Brazil Forms "Crisis Counsel" in Response to Dramatic Increase in Amazon Deforestation
Deforestation in the Amazon rainforest of Brazil has risen six-fold, according to recent satellite images from the National Institute for Space Research. Comparing data from March-April 2010 to the same period this year shows deforestation has increased from 103 square kilometers in 2010 to 593 square kilometers just one year later.
Most of that deforestation is in the state of Mato Grasso, a center of agribusiness and the largest producer of soybeans in Brazil, contributing 27 percent of the country's last soybean harvest. According to Brazil's Agriculture Ministry, soy output will increase 7.2 percent to 73.7 million tons.
Still, the dramatic increase in deforestation has "taken the government by surprise." A government report released last December showed deforestation rates at a 22-year low.
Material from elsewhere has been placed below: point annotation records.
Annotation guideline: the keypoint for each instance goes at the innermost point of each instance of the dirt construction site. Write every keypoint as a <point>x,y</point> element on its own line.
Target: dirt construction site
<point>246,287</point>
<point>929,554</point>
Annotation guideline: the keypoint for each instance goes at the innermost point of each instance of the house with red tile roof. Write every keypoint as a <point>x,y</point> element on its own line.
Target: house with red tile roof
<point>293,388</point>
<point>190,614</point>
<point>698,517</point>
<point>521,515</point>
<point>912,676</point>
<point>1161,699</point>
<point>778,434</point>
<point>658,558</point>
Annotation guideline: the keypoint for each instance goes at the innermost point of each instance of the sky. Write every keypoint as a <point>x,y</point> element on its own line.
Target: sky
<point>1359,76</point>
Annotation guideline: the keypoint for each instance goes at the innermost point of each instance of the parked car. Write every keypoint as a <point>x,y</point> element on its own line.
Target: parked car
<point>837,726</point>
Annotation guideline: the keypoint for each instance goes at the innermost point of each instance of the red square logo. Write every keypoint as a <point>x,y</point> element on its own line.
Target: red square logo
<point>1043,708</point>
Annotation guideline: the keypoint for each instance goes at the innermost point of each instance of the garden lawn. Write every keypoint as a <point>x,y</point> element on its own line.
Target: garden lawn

But the recent data indicates a 27 percent increase from August 2010 to April 2011.
Brazilian Environment Minister Izabella Teixeira said the new data is "alarming" announcing the formation of a "crisis cabinet" to respond to the rapid increase in deforestation.
"Our objective is to reduce deforestation by July," Teixeira said.
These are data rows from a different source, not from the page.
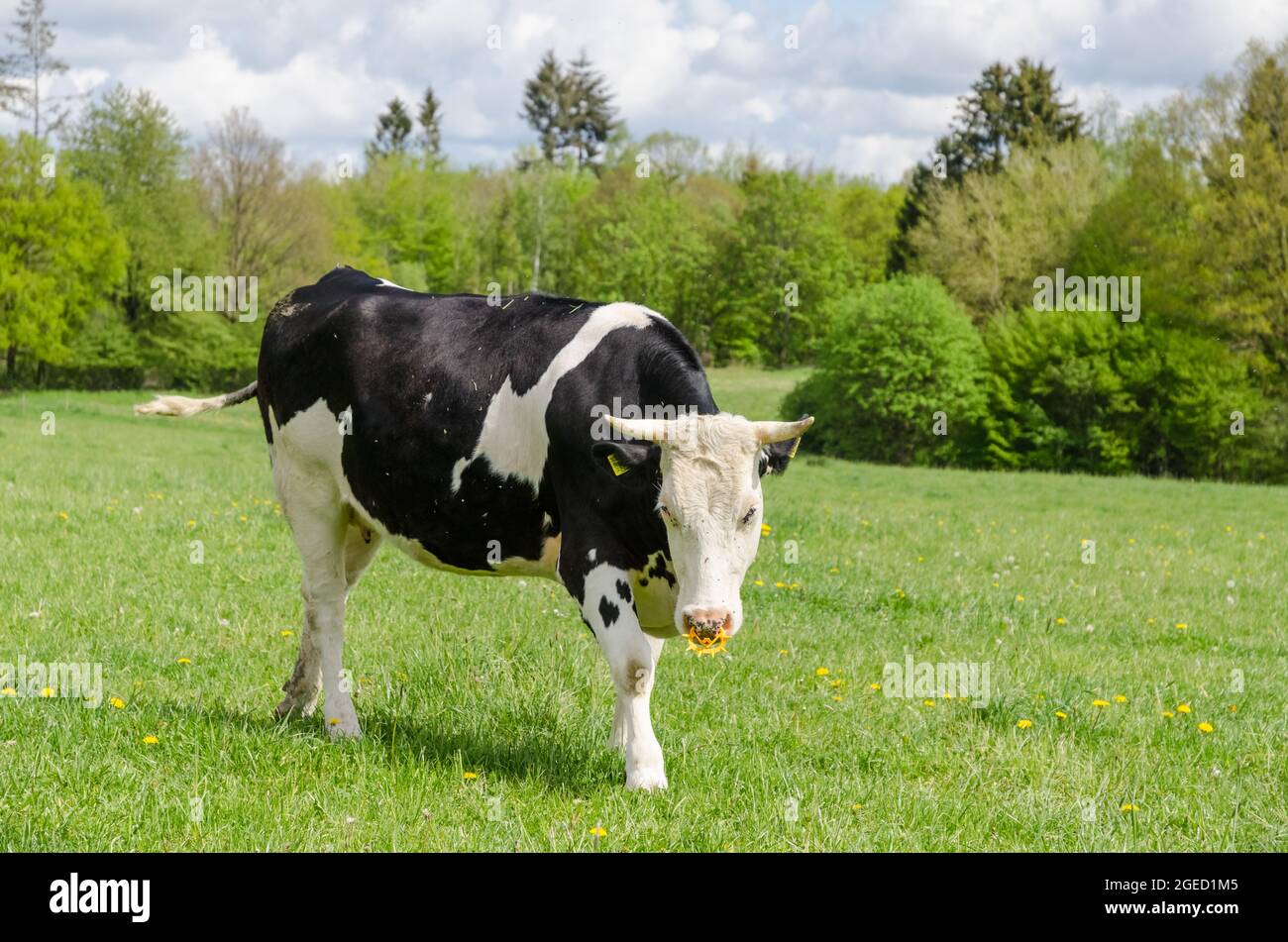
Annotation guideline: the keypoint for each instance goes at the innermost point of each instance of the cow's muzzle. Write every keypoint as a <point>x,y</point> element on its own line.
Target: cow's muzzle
<point>706,626</point>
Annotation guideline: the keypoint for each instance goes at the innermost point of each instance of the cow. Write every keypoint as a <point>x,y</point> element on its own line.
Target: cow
<point>529,435</point>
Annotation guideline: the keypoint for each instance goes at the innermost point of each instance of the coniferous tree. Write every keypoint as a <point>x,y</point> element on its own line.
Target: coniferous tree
<point>31,62</point>
<point>1008,107</point>
<point>393,132</point>
<point>430,117</point>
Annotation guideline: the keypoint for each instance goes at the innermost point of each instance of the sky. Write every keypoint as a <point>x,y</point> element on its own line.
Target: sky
<point>867,87</point>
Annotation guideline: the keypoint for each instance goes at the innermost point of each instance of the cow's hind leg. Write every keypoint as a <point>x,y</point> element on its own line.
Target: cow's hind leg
<point>320,523</point>
<point>608,607</point>
<point>305,682</point>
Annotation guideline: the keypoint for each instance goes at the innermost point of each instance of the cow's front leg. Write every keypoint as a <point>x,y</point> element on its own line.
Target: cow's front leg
<point>608,607</point>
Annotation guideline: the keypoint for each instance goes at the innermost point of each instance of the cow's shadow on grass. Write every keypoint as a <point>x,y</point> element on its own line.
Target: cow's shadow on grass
<point>575,762</point>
Brazil's Forest Code specifies how much land a farmer can clear, a controversial issue of which the Chamber of Deputies has delayed voting for years. Recently a version of the bill easing restrictions on farmers was near passage, but environmentalists managed to swing enough political and public support to delay the vote in the Chamber.
Opponents to the environmentalists cite the need for economic development as reason to ease restrictions on farmers. Deputies are scheduled to take up debate the controversial Forest Code proposals as soon as today.